Current studies indicate that long non-coding RNAs (lncRNAs) are frequently aberrantly expressed in cancers and implicated with prognosis in gastric cancer (GC).

We intended to generate a multi-lncRNA signature to improve prognostic prediction of GC. By analyzing ten paired GC and adjacent normal mucosa tissues, 339 differentially expressed lncRNAs were identified as the candidate prognostic biomarkers in GC.

Then we used LASSO Cox regression method to build a 12-lncRNA signature and validated it in another independent GEO dataset. An innovative 12-lncRNA signature was established, and it was significantly associated with the disease free survival (DFS) in the training dataset.

By applying the 12-lncRNA signature, the training cohort patients could be categorized into high-risk or low-risk subgroup with significantly different DFS (HR = 4.52, 95%CI= 2.49-8.20, P < 0.0001). Similar results were obtained in another independent GEO dataset (HR=1.58, 95%CI=1.05 - 2.38, P=0.0270). Further analysis showed that the prognostic value of this 12-lncRNA signature was independent of AJCC stage and postoperative chemotherapy.

Receiver operating characteristic (ROC) analysis showed that the area under receiver operating characteristic curve (AUC) of combined model reached 0.869. Additionally, a well-performed nomogram was constructed for clinicians. Moreover, single-sample gene-set enrichment analysis (ssGSEA) showed that a group of pathways related to drug resistance and cancer metastasis significantly enriched in the high risk patients.

A useful innovative 12-lncRNA signature was established for prognostic evaluation of GC.

It might complement clinicopathological features and facilitate personalized management of GC.

摘要其实就是文章主要方法的介绍，主要意义可以看最后两句。

GC is a common and highly lethal malignancy, being the fourth most common cancer and the second leading cause of cancer death in the world 1. Although the tendency of incidence rates declines, it is still concerned worldwide with the highest estimated mortality rates in Eastern Asian 2.

Surgery is the only curative treatment strategy and conventional chemotherapy has shown limited efficacy. Despite the recent therapeutic advances, the overall outcome of GC remains undesirable 3, 4. For the risk stratification of GC, the TNM Staging System has been widely used, which is developed and maintained by American Joint Committee on Cancer (AJCC) and adopted by the Union International Committee on Cancer (UICC).

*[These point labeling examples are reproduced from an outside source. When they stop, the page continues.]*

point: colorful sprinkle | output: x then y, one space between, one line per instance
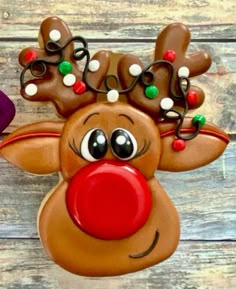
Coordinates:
69 79
151 91
169 55
31 89
31 55
183 71
166 103
79 87
113 95
94 65
192 97
178 145
199 118
135 70
65 67
55 35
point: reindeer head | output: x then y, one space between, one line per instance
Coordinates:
109 215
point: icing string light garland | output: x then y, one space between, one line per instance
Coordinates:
38 68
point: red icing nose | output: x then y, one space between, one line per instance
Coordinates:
109 200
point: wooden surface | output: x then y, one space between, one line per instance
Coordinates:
205 198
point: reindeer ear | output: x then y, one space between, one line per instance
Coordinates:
35 147
207 146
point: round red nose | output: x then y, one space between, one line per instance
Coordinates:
109 200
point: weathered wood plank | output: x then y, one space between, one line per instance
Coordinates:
205 199
210 19
206 265
219 83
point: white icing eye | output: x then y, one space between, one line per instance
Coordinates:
94 65
69 79
113 95
94 145
55 35
31 89
166 103
183 71
123 144
135 70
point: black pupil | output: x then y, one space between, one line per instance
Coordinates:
97 144
122 144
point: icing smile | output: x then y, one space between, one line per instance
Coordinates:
149 250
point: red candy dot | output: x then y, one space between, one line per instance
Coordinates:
192 97
79 87
178 145
31 55
169 55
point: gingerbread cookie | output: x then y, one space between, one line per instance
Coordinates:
109 215
7 111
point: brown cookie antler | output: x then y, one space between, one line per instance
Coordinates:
56 76
167 77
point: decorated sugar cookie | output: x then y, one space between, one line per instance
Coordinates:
7 111
121 121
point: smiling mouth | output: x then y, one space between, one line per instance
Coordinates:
149 250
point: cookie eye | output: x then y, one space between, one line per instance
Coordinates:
94 145
124 144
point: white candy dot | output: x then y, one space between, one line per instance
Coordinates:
69 79
135 70
112 95
55 35
31 89
166 103
183 71
94 65
101 139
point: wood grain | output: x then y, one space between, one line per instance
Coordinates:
195 265
205 198
140 19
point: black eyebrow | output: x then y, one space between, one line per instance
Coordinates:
130 119
88 117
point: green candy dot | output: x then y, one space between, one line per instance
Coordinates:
151 91
199 118
65 67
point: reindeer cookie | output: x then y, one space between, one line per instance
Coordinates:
7 111
108 215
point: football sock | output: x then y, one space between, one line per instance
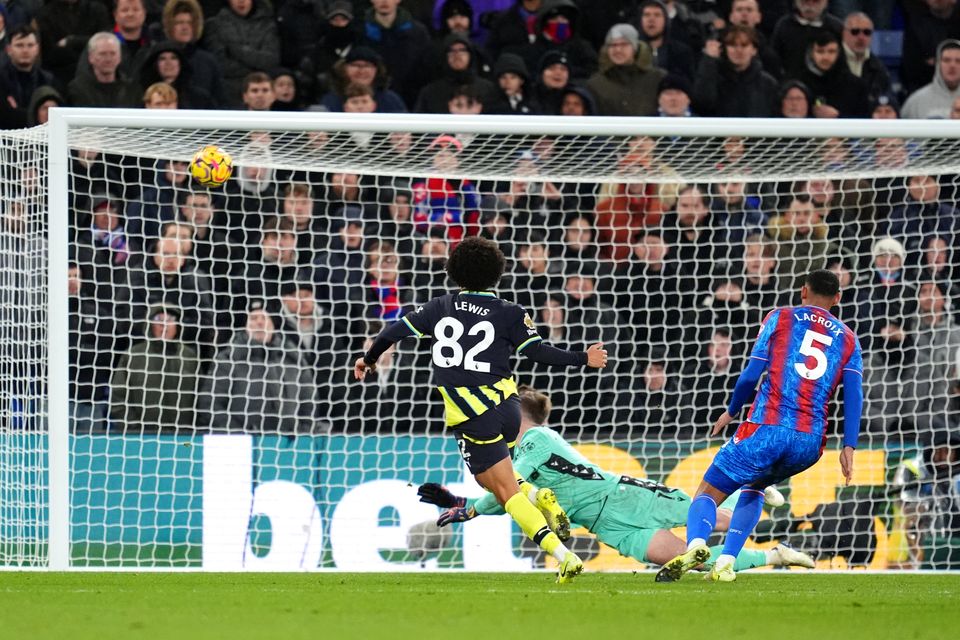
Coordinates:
745 518
533 524
748 558
701 519
527 489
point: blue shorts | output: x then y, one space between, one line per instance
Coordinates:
761 455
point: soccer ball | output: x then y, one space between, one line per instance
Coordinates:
211 166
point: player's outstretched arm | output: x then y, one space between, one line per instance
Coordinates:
457 507
594 357
368 362
852 411
746 384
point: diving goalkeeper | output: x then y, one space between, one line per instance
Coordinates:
632 515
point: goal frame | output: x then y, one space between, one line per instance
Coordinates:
62 120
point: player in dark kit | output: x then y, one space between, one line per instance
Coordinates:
474 335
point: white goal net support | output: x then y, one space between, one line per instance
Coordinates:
177 392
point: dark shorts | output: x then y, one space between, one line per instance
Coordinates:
487 439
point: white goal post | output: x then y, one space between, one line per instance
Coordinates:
653 412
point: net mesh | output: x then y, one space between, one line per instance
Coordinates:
214 423
23 310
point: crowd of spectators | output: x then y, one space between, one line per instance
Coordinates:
241 309
789 58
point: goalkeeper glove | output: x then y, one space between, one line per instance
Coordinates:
456 514
433 493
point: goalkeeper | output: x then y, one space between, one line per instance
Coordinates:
632 515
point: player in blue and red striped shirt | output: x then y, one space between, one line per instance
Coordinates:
805 352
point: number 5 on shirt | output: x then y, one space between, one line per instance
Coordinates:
807 348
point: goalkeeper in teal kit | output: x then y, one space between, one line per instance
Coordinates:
632 515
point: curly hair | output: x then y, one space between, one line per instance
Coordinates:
476 264
534 404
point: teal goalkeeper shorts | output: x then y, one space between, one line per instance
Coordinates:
637 509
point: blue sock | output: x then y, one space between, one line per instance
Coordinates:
745 518
701 518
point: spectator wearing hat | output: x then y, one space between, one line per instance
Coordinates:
104 251
154 383
923 213
802 238
794 100
456 16
627 82
514 27
746 13
338 270
669 53
577 100
129 18
254 387
934 100
286 90
273 262
165 62
938 264
553 76
243 36
387 295
513 96
183 24
837 93
937 338
160 95
711 377
213 252
794 32
557 28
884 106
257 93
927 23
673 97
363 66
401 41
65 27
460 68
167 276
659 404
732 83
886 309
464 102
334 41
20 72
306 331
590 319
449 204
857 36
298 23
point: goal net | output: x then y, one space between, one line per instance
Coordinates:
209 415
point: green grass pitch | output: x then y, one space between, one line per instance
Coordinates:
194 606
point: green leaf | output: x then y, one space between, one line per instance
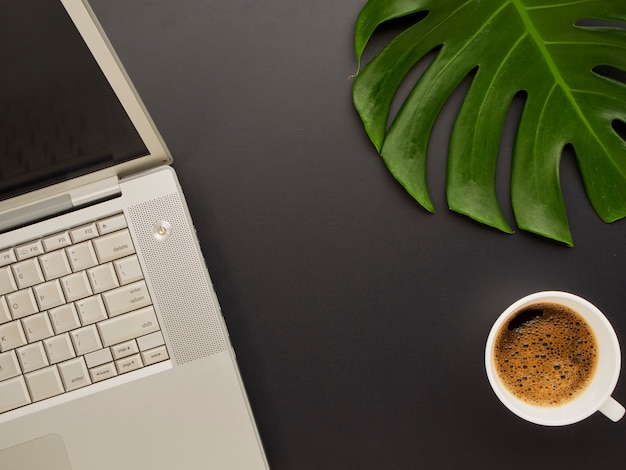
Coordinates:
547 50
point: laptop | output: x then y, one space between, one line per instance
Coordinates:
113 350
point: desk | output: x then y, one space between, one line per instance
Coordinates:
358 318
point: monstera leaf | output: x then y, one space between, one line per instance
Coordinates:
566 56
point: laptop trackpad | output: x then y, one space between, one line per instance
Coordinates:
46 452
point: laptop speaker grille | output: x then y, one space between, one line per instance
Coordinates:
184 296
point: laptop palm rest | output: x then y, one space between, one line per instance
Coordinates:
46 452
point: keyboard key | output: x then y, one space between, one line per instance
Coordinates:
5 313
22 303
86 340
90 310
37 327
29 250
112 224
74 374
152 356
81 256
83 233
127 348
128 270
102 278
9 367
13 394
129 364
114 246
55 264
7 281
64 318
103 372
44 383
32 357
128 326
59 348
49 295
126 298
7 257
99 357
60 240
76 286
27 273
11 336
150 341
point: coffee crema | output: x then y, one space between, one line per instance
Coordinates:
546 354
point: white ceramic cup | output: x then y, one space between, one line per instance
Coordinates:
595 397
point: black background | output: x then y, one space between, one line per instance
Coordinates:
358 318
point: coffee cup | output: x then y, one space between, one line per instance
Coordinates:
553 359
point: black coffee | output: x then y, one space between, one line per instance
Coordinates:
545 354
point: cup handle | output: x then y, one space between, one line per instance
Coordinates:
612 409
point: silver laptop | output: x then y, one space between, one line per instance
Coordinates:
113 350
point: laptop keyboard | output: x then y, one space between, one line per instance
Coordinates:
74 311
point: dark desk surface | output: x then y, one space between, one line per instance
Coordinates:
359 320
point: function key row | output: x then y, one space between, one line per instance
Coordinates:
62 240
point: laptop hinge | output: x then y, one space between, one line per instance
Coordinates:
107 188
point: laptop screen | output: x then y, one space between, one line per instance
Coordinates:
59 117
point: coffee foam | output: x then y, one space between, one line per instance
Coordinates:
545 354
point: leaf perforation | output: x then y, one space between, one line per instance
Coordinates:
545 53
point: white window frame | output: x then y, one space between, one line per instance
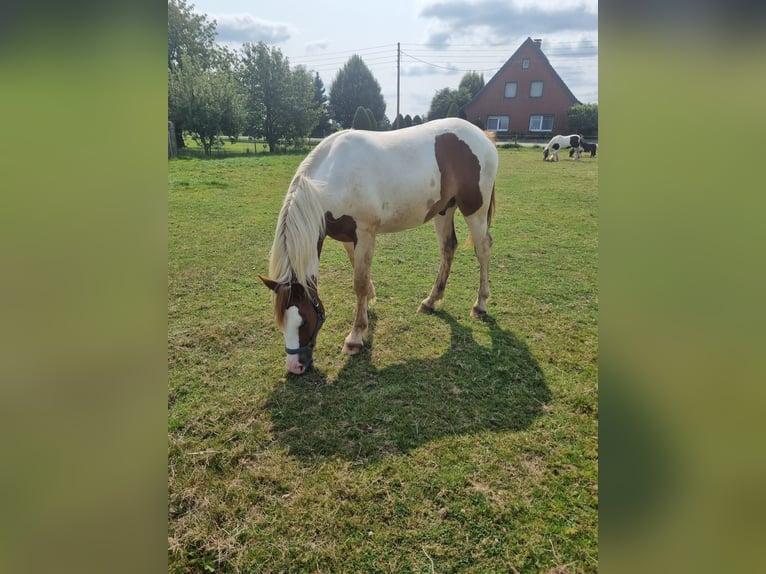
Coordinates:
538 121
501 123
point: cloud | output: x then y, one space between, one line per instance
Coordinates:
423 69
247 28
318 46
496 20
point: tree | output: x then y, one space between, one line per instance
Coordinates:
441 102
320 102
192 36
583 119
361 120
280 102
469 86
209 101
371 116
355 86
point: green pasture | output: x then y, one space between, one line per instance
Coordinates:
450 444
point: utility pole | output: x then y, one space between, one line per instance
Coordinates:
398 62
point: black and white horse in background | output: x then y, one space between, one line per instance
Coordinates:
562 142
587 147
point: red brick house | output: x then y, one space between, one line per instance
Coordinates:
526 96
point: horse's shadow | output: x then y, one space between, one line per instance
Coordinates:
367 413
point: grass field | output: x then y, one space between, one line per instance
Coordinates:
448 445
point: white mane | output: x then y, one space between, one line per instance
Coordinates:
300 224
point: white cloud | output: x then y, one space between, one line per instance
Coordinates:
317 46
247 28
494 21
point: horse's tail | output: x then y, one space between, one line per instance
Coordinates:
300 225
491 210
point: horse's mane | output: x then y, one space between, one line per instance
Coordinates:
301 223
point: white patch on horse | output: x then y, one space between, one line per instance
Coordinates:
293 321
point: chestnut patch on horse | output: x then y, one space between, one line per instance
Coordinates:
460 171
341 229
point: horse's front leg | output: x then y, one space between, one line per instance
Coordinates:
362 258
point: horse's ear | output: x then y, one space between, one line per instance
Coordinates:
272 285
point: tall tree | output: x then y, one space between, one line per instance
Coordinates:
280 102
361 119
320 102
441 102
191 36
355 86
471 84
208 99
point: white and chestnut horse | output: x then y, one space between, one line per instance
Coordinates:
356 184
563 142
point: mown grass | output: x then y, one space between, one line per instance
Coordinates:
448 445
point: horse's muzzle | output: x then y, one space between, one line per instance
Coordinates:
299 363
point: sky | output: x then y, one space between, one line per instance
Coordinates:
440 39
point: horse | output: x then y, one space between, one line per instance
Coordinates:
563 142
587 147
355 184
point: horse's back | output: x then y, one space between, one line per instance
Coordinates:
394 180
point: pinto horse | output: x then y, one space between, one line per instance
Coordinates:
563 142
356 184
587 147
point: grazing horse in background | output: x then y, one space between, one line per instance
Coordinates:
356 184
586 147
562 142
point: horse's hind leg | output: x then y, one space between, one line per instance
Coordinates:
363 251
371 287
445 231
482 245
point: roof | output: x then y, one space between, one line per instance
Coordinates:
528 43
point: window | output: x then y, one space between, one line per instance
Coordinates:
541 123
497 123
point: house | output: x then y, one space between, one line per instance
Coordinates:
525 97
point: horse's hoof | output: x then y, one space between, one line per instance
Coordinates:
425 309
352 348
477 313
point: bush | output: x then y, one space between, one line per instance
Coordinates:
583 119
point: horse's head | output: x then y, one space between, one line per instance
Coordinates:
300 315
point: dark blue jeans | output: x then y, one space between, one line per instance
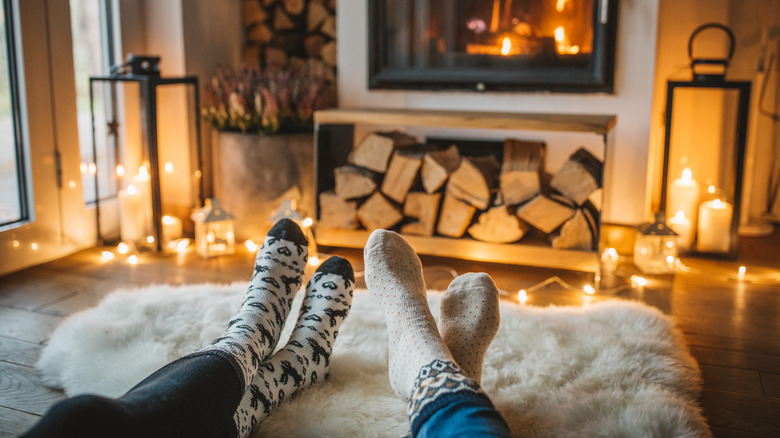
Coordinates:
464 413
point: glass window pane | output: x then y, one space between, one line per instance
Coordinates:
11 186
90 42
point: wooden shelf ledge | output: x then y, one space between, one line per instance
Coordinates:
599 124
464 248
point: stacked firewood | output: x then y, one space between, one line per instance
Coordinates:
393 182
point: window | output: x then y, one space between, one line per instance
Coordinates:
92 55
13 199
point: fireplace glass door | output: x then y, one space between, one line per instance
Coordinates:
554 45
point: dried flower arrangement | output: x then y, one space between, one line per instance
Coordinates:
268 100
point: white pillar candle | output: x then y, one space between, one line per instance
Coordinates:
172 228
143 184
714 226
683 226
684 196
131 214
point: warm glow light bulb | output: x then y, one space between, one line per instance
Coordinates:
522 296
638 281
182 245
250 245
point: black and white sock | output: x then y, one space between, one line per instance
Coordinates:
253 333
305 359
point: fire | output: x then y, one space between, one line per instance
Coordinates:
563 46
506 46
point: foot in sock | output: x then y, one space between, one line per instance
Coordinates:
253 333
469 320
393 276
306 357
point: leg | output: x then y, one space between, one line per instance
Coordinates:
305 358
443 401
197 395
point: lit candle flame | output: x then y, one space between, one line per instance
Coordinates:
506 46
522 296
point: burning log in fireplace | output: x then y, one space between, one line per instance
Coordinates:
392 181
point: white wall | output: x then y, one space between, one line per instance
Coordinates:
626 163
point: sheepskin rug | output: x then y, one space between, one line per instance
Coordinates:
611 369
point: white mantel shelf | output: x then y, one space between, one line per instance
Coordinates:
599 124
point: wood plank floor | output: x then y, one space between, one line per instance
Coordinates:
732 327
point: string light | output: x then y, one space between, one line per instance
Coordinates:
250 245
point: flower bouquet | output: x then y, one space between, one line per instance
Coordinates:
268 100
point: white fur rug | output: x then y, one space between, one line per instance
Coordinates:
612 369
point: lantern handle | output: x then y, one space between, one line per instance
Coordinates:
710 61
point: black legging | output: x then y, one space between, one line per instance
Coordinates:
195 396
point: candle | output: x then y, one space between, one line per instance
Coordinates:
684 229
684 195
714 226
131 214
143 185
172 228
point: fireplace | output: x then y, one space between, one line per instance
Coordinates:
498 45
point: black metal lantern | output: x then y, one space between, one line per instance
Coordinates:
144 71
701 196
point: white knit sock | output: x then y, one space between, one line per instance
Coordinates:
254 331
469 320
393 275
305 359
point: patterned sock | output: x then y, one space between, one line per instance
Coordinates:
305 358
469 320
254 332
393 276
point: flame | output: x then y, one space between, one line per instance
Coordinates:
506 46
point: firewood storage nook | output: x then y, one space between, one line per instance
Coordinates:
473 185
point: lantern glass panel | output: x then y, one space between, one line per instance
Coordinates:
655 254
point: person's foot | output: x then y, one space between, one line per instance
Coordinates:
393 275
469 320
254 331
305 359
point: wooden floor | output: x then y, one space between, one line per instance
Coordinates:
732 327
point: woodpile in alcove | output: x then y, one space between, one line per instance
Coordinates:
302 28
392 181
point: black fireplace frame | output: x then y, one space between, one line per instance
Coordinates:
597 77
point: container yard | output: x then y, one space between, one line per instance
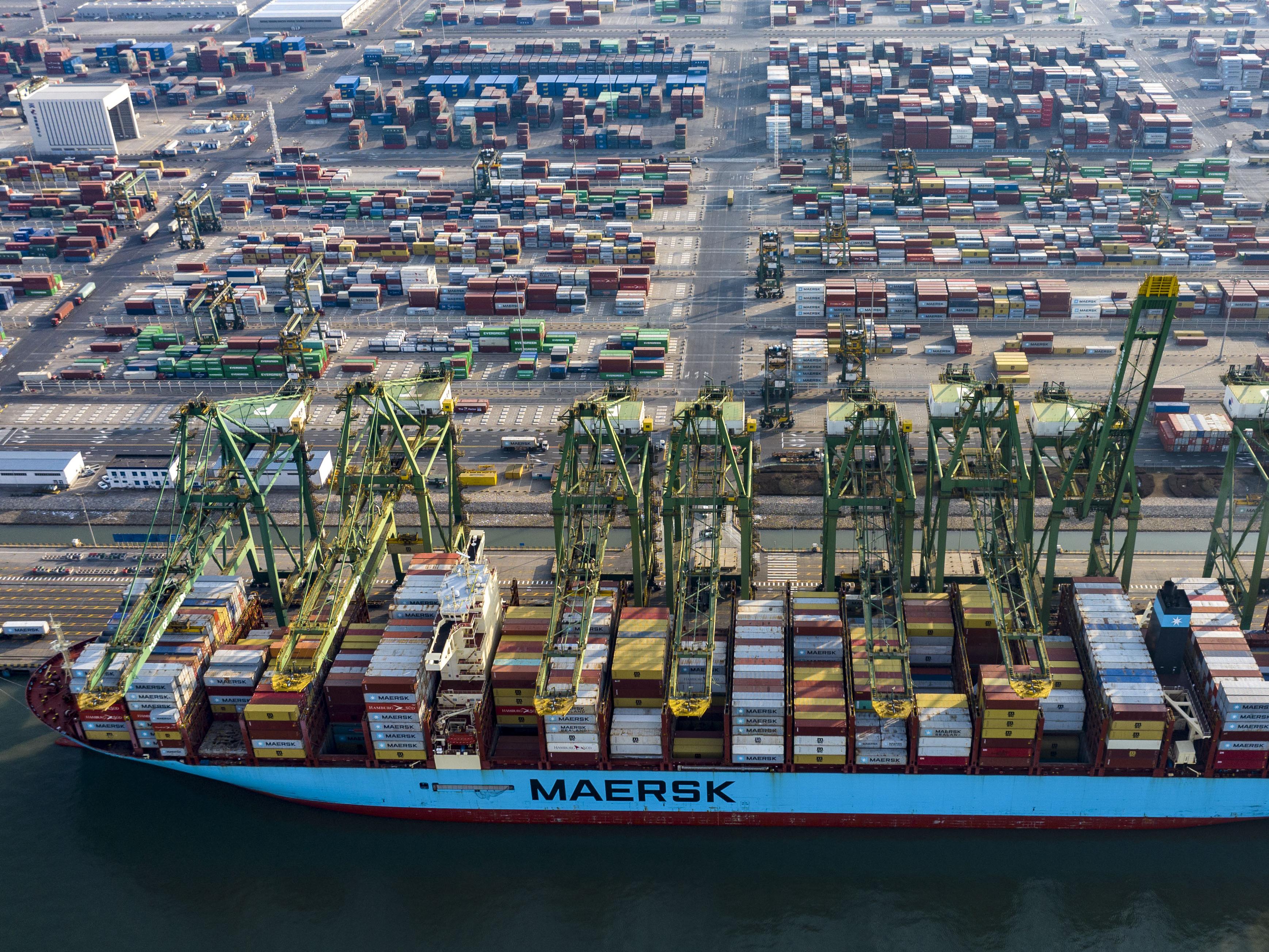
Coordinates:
682 414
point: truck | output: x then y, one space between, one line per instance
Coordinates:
61 313
483 475
792 457
525 445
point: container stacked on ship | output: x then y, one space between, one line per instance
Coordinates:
758 683
1127 721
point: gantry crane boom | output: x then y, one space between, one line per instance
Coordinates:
709 476
1240 525
1092 446
605 466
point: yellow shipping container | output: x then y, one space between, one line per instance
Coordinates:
1158 734
818 674
414 754
942 701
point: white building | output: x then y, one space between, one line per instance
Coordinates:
141 471
70 120
163 11
53 468
300 16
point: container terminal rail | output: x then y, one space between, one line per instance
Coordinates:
247 654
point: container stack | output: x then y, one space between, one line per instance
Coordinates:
1194 433
470 602
810 362
1101 621
1011 724
979 621
232 679
698 739
758 697
394 689
346 701
573 738
1226 674
820 720
639 685
931 633
1064 706
168 708
514 676
946 730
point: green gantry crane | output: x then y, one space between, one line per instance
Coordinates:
771 268
868 474
839 158
903 173
196 216
777 393
975 454
230 455
127 187
606 436
1242 523
215 302
709 512
304 314
1056 178
487 174
395 433
1090 446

Although TNM staging system is of great value clinically, it has not adequate prognostic and predictive capabilities to guide patient management 5, 6. Thus, new biomarkers are needed to discriminate the high-risk patients with GC and consequently improve personalized cancer care.

这一段背景介绍是挺好的，经常看文章，感觉自己都会写了，满脑子里都是词汇有没有~

其他介绍先不管，先看数据

数据选取：

使用包括10对GC和正常粘膜组织的数据集GSE79973来鉴定差异表达的lncRNA（Affymetrix Human Genome U133 Plus 2.0芯片）。

过滤没有临床存活信息的样品后，总共有491个样品，包括来自GSE62254的 300个样品，来自GSE15459的191个样品。

训练集（GSE62254）通过LASSO Cox回归模型筛选来自差异表达的lncRNA的预后多-nncRNA标记。

GSE15459作为独立的验证集。